The most fearful and disempowered people I encounter almost always have a constant source of negativity in their lives. Usually this is a close relative or a close friend. Additionally, these people wrap themselves in a belief system that says they have to value that relationship more than their own sanity, growth, happiness, and fulfillment.

Putting your relationships first makes sense if your relationships are healthy, supportive, and empowering. It’s foolish to be stubborn and clingy with unhealthy relationships though.

While your negative-minded friend may reward you for engaging in a clingy dependency relationship, what you may not realize is that others are punishing you for this behavior. The most growth-oriented people in your life are surely losing respect for you. They’re losing interest in you because you don’t look like a growth oriented person yourself; you look like you’re standing still, making feeble excuses, and succumbing to complacency. You look like someone who’s more interested in delusions than real growth. Most likely they won’t tell you any of this because they have better things to do. You don’t seem particularly investment worthy.

True Loyalty

Positive relationships are growing relationships.

A positive relationship is a delicate balance of someone who accepts you as you are yet also recognizes your potential to keep growing. A positive relationship makes it hard for you to settle. It lets you feel loved and accepted, but it makes it difficult for you to be too complacent. When you stagnate, you can feel the strain it creates in your positive relationships, but your negative relationships have no trouble with your stagnation.

Positive relationships are available and abundant. They’re yours to enjoy. Commit yourself to a path of growth, and take action on it each day. Push yourself, and don’t settle. Positive people will recognize you as a kindred spirit and befriend you. Negative people will push you away because you’re a threat to their stagnation.
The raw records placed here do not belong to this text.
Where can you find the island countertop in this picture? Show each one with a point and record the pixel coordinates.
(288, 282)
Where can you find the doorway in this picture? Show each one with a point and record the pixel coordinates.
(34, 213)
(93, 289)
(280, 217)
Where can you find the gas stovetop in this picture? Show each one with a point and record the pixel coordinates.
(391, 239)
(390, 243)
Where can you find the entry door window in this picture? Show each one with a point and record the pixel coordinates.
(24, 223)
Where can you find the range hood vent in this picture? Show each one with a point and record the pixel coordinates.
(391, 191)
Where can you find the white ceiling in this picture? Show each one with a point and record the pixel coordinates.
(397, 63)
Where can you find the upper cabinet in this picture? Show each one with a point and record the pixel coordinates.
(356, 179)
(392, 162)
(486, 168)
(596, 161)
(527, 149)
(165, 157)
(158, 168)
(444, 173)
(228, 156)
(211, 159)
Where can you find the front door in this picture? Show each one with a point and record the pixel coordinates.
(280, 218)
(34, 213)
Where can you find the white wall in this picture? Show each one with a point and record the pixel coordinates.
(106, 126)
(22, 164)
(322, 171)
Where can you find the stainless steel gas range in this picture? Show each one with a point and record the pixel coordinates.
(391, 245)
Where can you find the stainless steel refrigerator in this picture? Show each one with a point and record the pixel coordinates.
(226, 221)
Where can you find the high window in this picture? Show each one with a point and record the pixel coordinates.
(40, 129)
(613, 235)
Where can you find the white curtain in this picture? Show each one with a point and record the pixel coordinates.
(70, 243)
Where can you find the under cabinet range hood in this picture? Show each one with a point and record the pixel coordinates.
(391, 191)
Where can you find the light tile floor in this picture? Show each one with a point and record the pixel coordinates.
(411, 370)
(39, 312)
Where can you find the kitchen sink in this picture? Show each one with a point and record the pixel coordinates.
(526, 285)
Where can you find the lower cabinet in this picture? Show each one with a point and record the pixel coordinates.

You don’t even have to deliberately cut ties with negative people. Just be unwaveringly committed to your own path of growth, and hold them fully responsible for their own results in life. When they vent excessively at you, call them out for it; hold them responsible and tell them to stop whining so much. You will disgust them in short order, and they’ll very likely feel compelled to dump you in short order.

Commit to no longer using relationships with negative people to slow yourself down. This behavior is beneath you. You have better things to do with your life.

If you cocoon yourself in a bubble of denial, your negative relationships will surely permit it. But you’re only making yourself look ridiculous to the positive people in your life — if there are any left.

Being loyal to negative relationships is being disloyal to courage. Disloyal to growth. Disloyal to your path with a heart.

Drop the ridiculous belief that you’re somehow being a loyal friend when you serve as someone’s go-to outlet for whining. That isn’t loyalty. It’s disloyalty to that which genuinely deserves your enduring faithfulness and steadfastness.

Be loyal to courage. Be loyal to the greatness within you. Be loyal to your path of growth. Challenge and invite your once negative relationships to join you in this exciting adventure.